In 1997 the unemployment rate was almost 10 per cent (in the first graph, above), very similar to the rate in Ireland. However, Ireland’s unemployment rate was falling rapidly whereas Germany’s was rising, even though the European economy was booming.
German unemployment eventually peaked at over 11 per cent in 2005, when Ireland's was below 5 per cent.
Germany had a major labour market problem in the late 1990s. Today the situation is reversed. German unemployment, at 5 per cent, is around half of the Irish or EU rate.
How did it achieve this major transformation?
The first and most important point to make is that the adjustment process necessary to return the German economy to full employment had proceeded from immediately after unification even if the benefits of the adjustment took time to appear in the headline numbers.
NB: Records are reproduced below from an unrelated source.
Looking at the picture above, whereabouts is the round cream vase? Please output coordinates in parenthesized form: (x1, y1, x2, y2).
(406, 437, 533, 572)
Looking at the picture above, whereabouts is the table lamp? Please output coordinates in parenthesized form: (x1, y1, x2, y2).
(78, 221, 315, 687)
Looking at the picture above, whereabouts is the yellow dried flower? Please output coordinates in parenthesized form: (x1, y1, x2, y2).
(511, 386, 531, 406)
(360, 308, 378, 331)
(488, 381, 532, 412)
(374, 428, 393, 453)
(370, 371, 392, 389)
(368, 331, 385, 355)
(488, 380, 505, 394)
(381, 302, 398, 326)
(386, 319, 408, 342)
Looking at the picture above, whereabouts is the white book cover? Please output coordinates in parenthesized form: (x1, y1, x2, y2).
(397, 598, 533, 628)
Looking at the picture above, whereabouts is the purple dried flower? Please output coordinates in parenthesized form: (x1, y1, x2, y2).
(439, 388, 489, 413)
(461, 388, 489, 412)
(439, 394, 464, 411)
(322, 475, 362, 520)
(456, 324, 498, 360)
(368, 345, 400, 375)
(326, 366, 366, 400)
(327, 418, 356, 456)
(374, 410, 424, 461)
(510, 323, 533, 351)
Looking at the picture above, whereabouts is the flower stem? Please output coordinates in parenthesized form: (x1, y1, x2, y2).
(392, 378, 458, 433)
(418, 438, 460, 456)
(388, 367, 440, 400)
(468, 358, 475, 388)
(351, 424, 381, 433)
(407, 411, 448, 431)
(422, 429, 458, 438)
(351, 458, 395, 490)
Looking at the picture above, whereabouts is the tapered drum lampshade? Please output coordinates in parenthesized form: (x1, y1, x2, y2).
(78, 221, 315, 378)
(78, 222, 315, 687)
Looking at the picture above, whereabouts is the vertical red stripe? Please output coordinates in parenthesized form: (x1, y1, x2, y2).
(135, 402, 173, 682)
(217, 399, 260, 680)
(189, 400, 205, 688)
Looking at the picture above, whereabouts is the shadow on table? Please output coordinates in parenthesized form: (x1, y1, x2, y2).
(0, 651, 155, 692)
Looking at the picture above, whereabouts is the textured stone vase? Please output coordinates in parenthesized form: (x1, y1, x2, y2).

This reflects the fact that the German economy is a bit like a supertanker – it takes a long time to turn around.
Wage rates
A key factor in eventually returning Germany to full employment was that, over a period of around 15 years, German wage rates grew much more slowly than wage rates elsewhere in the EU15 (the second graph, above).
This was the price that the German population had to pay to return the country to the pre-unification level of unemployment.
If wage rates had fallen more rapidly in the early 1990s, or if Germany had been able to devalue, the adjustment might have been accomplished more rapidly.
Nonetheless, a key lesson is that if an economy like Germany in the 1990s is suffering from high unemployment, in spite of good growth in external markets, competitiveness needs to be improved.
A second important factor in returning Germany to full employment was the so-called Hartz package of reforms introduced in 2004.
These involved cuts in benefits and measures to make the labour market more flexible.
Lower benefit rates may have contributed to a rise in inequality but these changes also played a significant role in returning Germany to full employment. (Now that the labour market has fully adjusted some elements of the Hartz reforms have been modified by the current German government).
The German experience shows that unification of two countries or regions may require a major cut in everyone’s standard of living to ensure that the smaller, low productivity region grows sufficiently rapidly to ensure full employment.
Any reunification of Ireland would require major sacrifices by the population on the island as a whole to make it work. A second lesson is that wage rates need to be competitive.
In Ireland the necessary adjustment after the economic crash has probably already been completed, albeit in a much shorter time than was the case with Germany.
Flexible labour market
The third lesson is that the labour market needs to be flexible. While this was a prescription for some countries in the current crisis, such as Spain, neither the Irish Government nor the troika suggested major changes in Ireland – which already had quite a flexible labour market.
A fourth factor in the German labour market success was that Germany was able to build on an exceptionally successful exporting sector to grow out of unemployment, just as is the case with Ireland.
Greece, however, does not have a healthy export economy, and a different approach may be needed.
There is one other vital factor in the German labour market success story which is not often recognised by German politicians. In undertaking the painful adjustment over a prolonged period the German economy had the huge advantage that its neighbours in the EU, as well as in the rest of the world, were growing rapidly.
This suggests that Europe needs a significant fiscal stimulus to complement the other policy measures that proved successful in returning the German economy to full employment.